An Iranian oil tanker held for six weeks after being impounded left Gibraltar on Sunday, days after the authorities there rejected a request from American officials that it turn the vessel over to them.
A marine traffic monitoring site showed the tanker, the Grace 1, leaving Gibraltar’s waters. Iranian and Gibraltar news organizations confirmed that it had set sail.
The ship’s departure raised hopes that Iran, in turn, would relinquish a British tanker it seized in what appeared to be retaliation.
On Thursday, Gibraltar ordered the release of the Grace 1 despite a last-minute request from the United States hours earlier that it be allowed to seize the ship.
The following day, the Justice Department unsealed a warrant issued by a federal court in Washington to seize the tanker, the oil it contains and nearly $1 million based on statutory violations.
“A network of front companies allegedly laundered millions of dollars in support of such shipments,” Jessie Liu, the United States attorney for the District of Columbia, said in a news release.
The Justice Department said that “multiple parties affiliated with” the Islamic Revolutionary Guard Corps of Iran, which the United States has designated a foreign terrorist organization, were thought to be involved.
On Friday, Gibraltar’s chief minister, Fabian Picardo, said that, because of the American intervention, the case “could go back to the court, absolutely.”
But on Sunday, the government of Gibraltar rejected the American request. It said in a statement that the warrant relied on broad United States sanctions against Iran that were not applicable in the European Union.
Iran’s naval commander said Sunday that his country was ready to dispatch its naval fleet to escort the oil tanker, renamed Adrian Darya-1.
“The era of hit and run is over,” Rear Adm. Hossein Khanzadi was quoted as saying by the Mehr news agency. “If top authorities ask the navy, we are ready to escort our tanker Adrian.”
The decision to release the ship was seen as a sign of easing of tensions between officials in Gibraltar, a semiautonomous British territory, Tehran and London. A confrontation between Iran and the West has escalated in recent weeks, particularly with the United States.
The Grace 1 was seized on July 4 by British marines and Gibraltar port officials, who asserted that the tanker was carrying oil to Syria in violation of a European Union embargo.

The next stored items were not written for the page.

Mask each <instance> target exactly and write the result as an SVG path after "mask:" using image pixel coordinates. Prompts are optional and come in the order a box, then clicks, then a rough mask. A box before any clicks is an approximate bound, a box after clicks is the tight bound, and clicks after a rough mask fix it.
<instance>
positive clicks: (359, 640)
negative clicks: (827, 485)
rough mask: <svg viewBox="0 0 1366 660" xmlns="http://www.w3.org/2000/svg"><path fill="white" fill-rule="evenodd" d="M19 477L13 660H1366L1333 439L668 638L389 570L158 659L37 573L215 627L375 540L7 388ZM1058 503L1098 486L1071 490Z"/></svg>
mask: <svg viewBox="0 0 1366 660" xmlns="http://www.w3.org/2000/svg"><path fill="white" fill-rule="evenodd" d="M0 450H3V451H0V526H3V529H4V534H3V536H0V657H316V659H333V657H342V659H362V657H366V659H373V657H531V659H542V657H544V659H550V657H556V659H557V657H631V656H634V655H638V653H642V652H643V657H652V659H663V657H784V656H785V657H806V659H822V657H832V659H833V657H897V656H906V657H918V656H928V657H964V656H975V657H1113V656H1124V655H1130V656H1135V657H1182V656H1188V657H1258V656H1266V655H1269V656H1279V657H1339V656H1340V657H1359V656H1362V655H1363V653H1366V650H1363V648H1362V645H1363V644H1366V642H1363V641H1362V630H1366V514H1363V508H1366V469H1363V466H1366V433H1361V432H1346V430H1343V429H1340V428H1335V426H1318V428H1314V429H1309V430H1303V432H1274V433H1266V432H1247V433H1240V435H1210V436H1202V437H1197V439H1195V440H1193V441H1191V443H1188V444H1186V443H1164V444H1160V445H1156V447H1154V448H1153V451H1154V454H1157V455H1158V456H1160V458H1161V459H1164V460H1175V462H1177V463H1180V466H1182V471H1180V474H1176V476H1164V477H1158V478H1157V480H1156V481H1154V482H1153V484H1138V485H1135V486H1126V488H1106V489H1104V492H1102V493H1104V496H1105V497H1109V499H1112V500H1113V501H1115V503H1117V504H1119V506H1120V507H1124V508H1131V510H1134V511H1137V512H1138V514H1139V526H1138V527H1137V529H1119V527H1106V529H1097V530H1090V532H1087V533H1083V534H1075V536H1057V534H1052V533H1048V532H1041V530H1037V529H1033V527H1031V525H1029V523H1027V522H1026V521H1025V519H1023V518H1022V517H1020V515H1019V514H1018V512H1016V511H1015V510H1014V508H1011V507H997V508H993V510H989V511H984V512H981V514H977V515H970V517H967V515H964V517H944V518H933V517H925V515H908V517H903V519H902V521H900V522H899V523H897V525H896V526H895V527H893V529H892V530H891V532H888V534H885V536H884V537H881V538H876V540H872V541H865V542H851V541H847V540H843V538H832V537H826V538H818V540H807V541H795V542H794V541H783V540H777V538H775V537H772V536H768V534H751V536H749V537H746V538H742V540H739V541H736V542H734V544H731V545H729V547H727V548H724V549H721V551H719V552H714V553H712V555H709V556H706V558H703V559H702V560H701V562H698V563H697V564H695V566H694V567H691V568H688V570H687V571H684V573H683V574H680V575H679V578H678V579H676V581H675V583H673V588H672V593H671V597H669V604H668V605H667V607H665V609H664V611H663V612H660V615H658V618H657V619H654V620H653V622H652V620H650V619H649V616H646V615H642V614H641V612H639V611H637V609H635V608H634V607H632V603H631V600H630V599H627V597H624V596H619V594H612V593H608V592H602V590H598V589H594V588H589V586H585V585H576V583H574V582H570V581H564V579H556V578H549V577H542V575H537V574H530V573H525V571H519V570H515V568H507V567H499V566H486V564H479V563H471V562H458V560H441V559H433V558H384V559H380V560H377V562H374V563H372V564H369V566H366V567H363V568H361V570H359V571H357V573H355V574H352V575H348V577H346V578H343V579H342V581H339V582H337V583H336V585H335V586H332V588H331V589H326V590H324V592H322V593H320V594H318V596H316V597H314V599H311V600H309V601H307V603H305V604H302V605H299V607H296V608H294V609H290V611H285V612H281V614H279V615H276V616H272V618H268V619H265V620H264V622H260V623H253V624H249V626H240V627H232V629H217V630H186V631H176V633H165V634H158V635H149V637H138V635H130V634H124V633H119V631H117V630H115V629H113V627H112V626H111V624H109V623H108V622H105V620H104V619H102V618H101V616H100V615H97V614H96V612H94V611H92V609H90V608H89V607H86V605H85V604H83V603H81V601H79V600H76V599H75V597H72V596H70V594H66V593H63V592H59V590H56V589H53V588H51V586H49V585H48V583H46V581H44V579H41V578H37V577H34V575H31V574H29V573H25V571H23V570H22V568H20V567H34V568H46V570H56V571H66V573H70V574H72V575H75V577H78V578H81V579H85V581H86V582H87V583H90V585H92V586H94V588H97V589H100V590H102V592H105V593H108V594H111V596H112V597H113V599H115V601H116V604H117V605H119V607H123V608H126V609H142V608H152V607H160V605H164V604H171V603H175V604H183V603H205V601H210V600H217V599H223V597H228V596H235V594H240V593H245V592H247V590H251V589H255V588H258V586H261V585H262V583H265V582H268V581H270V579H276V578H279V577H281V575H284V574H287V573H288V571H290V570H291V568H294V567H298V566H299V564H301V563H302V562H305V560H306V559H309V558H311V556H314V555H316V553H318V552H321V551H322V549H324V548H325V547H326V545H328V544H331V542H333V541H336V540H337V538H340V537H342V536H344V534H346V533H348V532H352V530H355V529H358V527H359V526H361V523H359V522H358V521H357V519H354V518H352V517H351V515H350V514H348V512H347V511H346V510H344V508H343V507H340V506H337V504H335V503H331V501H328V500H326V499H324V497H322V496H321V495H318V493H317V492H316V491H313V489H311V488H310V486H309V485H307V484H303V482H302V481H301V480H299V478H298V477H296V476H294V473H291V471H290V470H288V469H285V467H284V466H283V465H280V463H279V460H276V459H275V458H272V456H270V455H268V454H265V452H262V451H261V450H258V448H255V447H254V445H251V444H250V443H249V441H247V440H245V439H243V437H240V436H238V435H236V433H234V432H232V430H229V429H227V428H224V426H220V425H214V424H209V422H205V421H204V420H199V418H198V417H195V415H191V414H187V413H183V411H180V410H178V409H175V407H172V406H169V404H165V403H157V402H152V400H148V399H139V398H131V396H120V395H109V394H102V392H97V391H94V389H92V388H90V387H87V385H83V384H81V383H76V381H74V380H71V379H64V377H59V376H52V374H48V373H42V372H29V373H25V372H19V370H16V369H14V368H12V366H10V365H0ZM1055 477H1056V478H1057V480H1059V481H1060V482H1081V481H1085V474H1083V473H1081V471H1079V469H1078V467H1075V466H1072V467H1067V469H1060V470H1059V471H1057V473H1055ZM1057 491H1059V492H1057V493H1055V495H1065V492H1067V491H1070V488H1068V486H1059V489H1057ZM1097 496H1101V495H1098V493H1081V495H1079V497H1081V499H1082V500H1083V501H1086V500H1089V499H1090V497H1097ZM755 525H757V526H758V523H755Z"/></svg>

Iran soon detained a British-flagged tanker, the Stena Impero in the Strait of Hormuz, the narrow entryway to the Persian Gulf that is a conduit for around 20 percent of the world’s crude oil.
In announcing the decision Thursday to release the vessel, the government of Gibraltar said that it had information that the Grace 1 was headed to Syria when it was initially detained, but that it now had assurances the tanker would not go to there. Three crew members who had been detained were also released.
Some speculated that the release could be part of a ship swap, but none of the involved parties confirmed that information. But the Iranian authorities said on Friday that they had made no promises.
“Iran has made no commitment for the release of the Grace 1 tanker,” said Abbas Mousavi, a spokesman for the Iranian Foreign Ministry, according to a report from the semiofficial Tasnim news agency.
Mr. Mousavi also said, “We announced from the early hours of the oil tanker’s detention that Syria was not the oil tanker’s destination and remained so to the end.” Even if the oil had been headed to Syria, he said, “it would still have nothing to do with anyone.”
The Gibraltar government rejected the claims, saying Iran had indeed made commitments to not transport the oil to Syria. “The evidence is clear, and the facts speak louder than the self-serving political statements we are hearing today,” the government said in a statement.
It was unclear if the United States intended to seize the vessel if it left Gibraltar.
But any attempt to intercept the tanker in international waters would most likely be in violation of international rules.
The United Nations Convention on the Law of the Sea, which provides a framework for engagement at sea, maintains that military ships do not have the authority to detain or board foreign-flagged vessels in international waters unless the ship is suspected of serious offenses like piracy or participating in the slave trade.
The United States has announced additional punitive measures for the crew members of any vessel that transports oil from Iran to Syria.
In a statement released late Thursday, the State Department said it would revoke United States visas for the crew members operating Grace 1. The State Department said that it had found that the vessel was helping the Islamic Revolutionary Guards Corps by transporting Iranian oil.
“This could result in serious consequences for any individuals associated with the Grace I,” the statement said.